Gelecekteki ihtiyaçlar
Yukarıdaki konularla ilgili birçok çalışma bulunmakla birlikte; depolanmış ürünlere gelen böceklerin insan sağlığı üzerinde yaptığı etkiye dair veriler hem çok azdır hem de doğrulukları henüz kanıtlanmamıştır. Ayrıca, yukarıda bahsedilen tüm kirleticilerin hızlı şekilde tespit edilebilmesine yönelik yöntemlerin acilen geliştirilmesine ihtiyaç vardır. Bunlar arasında alerjenler en çok dikkat çeken konular arasındadır ve gelecekte de böyle devam etmesi beklenmektedir. Depolanmış ürünlere gelen eklembacaklıların antibiyotik direncinin geliştirilmesindeki rolü daha detaylı şekilde incelenmelidir. Zira bu tür bir direnç, dikkat edilmesi gereken önemli bir meseledir. Bunlara ek olarak, kitapbiti ve akarlar gibi evlerde ortaya çıkan zararlılarla ilgili daha fazla veriye ihtiyacımız var.
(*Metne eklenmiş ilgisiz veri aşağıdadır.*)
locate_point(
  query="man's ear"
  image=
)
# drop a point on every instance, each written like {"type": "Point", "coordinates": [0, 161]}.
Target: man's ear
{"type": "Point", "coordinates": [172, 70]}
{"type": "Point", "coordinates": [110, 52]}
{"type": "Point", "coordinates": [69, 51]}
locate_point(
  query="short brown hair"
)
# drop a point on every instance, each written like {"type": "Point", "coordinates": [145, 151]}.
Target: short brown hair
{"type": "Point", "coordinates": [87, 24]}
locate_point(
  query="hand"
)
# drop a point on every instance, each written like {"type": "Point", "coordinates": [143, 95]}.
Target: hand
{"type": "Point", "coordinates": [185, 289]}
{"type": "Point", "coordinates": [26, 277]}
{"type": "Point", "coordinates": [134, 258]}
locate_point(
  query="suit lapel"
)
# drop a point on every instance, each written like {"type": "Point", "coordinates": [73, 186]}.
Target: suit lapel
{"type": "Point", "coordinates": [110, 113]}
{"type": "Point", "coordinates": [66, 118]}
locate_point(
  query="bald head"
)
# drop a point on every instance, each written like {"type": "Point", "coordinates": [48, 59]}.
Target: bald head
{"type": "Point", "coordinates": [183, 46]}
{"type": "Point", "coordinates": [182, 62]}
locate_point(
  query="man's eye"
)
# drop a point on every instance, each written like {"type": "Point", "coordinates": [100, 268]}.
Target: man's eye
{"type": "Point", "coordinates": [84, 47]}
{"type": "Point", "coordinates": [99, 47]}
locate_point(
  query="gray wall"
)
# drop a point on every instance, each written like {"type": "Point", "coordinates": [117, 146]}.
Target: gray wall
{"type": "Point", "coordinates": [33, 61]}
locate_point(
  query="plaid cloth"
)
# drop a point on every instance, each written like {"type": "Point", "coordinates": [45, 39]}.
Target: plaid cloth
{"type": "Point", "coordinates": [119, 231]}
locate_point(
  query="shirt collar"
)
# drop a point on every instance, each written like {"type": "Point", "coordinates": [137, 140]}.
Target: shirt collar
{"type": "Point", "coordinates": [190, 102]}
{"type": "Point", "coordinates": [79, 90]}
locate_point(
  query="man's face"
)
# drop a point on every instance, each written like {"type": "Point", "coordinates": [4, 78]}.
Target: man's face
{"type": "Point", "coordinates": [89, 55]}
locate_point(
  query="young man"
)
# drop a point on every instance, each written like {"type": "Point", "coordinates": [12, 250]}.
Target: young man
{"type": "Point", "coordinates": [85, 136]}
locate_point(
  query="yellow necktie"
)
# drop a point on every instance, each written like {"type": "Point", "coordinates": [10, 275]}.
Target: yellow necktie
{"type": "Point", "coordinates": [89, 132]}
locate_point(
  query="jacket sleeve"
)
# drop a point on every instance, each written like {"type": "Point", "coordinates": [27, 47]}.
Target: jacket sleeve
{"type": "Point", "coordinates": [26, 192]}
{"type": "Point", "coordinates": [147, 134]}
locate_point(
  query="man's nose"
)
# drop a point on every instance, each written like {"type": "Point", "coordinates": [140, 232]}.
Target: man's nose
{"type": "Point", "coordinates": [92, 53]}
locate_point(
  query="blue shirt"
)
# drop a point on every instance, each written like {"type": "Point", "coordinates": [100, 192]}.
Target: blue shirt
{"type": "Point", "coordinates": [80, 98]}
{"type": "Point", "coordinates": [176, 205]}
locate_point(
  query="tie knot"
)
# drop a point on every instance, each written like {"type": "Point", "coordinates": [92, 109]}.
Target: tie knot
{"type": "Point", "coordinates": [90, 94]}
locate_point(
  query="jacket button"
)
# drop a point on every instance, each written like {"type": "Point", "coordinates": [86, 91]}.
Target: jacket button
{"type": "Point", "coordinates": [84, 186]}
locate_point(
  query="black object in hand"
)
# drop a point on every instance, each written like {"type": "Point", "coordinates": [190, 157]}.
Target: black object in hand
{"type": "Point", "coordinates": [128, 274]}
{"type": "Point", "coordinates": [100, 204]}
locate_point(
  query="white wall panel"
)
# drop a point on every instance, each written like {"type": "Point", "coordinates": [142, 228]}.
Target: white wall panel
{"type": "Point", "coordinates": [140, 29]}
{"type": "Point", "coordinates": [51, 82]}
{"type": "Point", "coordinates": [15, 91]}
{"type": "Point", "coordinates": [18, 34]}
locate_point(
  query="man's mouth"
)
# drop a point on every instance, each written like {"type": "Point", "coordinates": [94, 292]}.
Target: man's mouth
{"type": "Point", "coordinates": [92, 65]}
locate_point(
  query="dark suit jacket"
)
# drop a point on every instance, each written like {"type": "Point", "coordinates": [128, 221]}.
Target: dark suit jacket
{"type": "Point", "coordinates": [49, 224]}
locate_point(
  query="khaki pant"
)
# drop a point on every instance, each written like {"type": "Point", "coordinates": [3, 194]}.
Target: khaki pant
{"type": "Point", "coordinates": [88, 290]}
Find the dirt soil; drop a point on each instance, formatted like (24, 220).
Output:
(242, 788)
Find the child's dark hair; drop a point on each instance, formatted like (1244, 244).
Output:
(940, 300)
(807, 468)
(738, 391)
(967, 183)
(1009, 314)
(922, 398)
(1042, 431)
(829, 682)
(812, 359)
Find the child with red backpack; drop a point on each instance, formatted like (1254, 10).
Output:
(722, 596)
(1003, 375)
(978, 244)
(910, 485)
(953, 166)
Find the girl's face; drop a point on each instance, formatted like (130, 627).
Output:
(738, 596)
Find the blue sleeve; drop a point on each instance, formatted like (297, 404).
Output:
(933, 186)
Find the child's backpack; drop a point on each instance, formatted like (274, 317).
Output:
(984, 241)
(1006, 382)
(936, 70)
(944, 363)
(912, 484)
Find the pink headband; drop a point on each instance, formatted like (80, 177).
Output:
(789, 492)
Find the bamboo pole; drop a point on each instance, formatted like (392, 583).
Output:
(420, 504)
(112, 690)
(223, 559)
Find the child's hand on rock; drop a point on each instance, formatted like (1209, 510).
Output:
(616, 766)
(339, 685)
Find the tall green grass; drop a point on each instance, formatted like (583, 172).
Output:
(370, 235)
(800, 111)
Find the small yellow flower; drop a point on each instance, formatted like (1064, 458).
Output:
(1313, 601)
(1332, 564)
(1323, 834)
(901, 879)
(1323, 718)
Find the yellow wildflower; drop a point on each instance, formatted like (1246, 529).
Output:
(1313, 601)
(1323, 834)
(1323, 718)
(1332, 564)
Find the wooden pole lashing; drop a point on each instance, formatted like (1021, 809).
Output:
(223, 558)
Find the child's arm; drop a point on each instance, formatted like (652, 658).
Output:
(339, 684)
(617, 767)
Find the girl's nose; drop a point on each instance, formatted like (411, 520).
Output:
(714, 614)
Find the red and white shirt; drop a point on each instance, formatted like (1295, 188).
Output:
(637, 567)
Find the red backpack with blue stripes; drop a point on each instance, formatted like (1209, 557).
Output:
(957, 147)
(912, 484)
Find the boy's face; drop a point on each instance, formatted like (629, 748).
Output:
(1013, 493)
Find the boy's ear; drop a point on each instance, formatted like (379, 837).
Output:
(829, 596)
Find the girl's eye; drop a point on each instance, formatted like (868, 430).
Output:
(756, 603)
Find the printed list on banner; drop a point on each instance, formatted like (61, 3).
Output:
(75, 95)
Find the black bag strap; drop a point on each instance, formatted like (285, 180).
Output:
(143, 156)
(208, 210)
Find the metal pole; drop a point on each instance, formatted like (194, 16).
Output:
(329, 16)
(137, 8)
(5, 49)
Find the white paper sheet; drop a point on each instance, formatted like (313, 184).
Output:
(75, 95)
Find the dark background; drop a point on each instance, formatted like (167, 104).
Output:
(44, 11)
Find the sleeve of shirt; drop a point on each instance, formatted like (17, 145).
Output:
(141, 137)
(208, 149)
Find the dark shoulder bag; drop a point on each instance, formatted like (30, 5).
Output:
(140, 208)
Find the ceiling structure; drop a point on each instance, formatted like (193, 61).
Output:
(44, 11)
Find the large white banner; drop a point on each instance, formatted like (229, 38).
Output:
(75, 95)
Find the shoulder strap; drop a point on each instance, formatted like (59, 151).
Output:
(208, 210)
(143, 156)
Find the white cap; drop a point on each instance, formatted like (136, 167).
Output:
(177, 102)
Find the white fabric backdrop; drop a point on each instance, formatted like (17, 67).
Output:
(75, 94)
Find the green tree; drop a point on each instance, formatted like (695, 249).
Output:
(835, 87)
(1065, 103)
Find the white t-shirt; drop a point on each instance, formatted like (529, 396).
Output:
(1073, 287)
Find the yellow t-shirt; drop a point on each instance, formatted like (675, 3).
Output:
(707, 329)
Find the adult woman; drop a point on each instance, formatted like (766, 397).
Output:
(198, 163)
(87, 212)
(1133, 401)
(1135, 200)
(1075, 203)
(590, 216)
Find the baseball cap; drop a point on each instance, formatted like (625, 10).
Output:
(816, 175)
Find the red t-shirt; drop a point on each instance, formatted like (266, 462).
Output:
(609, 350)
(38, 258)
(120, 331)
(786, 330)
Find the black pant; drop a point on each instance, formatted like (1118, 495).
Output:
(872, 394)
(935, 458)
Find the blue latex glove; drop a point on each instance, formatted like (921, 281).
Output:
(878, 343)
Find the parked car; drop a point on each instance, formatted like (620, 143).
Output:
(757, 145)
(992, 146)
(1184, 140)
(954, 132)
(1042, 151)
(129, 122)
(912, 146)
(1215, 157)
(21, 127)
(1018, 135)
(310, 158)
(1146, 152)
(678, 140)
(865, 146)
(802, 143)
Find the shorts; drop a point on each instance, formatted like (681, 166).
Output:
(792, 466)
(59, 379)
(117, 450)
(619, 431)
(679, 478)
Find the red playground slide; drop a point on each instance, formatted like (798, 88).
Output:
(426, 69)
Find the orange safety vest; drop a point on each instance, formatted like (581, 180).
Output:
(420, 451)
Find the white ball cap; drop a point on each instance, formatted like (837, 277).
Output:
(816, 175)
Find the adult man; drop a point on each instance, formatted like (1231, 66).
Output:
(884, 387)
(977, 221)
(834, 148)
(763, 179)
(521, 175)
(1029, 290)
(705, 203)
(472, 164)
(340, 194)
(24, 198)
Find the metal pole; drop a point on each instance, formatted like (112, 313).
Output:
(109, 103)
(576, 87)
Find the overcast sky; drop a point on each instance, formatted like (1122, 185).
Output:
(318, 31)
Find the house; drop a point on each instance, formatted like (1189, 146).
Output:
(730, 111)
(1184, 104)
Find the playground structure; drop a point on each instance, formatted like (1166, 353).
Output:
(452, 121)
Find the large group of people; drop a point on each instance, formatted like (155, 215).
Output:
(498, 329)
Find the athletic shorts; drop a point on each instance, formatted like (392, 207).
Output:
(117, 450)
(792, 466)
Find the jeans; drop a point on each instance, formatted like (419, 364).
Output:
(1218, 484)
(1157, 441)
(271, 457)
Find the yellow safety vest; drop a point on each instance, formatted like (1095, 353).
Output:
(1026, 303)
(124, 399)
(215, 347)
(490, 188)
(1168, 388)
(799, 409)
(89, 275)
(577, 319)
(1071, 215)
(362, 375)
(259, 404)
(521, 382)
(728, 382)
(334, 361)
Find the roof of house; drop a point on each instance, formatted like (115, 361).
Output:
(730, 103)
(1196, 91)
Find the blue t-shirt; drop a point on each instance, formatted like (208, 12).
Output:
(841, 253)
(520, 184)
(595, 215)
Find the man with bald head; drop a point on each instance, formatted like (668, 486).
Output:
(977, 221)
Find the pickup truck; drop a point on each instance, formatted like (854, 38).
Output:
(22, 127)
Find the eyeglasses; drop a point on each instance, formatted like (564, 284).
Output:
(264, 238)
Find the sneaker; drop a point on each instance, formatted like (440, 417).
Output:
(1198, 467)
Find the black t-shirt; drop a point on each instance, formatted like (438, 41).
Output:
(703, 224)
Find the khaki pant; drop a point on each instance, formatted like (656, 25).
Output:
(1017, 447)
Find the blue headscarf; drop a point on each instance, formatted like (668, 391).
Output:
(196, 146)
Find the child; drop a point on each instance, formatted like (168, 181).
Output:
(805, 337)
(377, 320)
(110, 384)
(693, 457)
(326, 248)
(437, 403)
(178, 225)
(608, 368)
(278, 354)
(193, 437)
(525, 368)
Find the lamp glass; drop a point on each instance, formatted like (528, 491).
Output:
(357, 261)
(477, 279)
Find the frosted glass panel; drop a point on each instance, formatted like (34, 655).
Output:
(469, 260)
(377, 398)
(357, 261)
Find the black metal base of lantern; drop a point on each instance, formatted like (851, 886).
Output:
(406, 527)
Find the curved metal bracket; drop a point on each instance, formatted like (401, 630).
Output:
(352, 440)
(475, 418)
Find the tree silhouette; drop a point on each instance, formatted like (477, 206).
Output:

Çünkü bunlar, depolanan ürünlerin korunması meselesinde “öne çıkan” zararlılardır. Son olarak, depolanmış ürünlere gelen böceklerin aynı zamanda gıda ve yem bakımından bir protein kaynağı olarak değerlendirilmeye başlandığı bir ortamda yukarıda bahsedilen risk ve tehlikelerle ilgili araştırmaların daha da karmaşık hale gelebileceği göz önüne alındığında dünyanın farklı bölgelerindeki çabalar uyumlu hale getirilmelidir.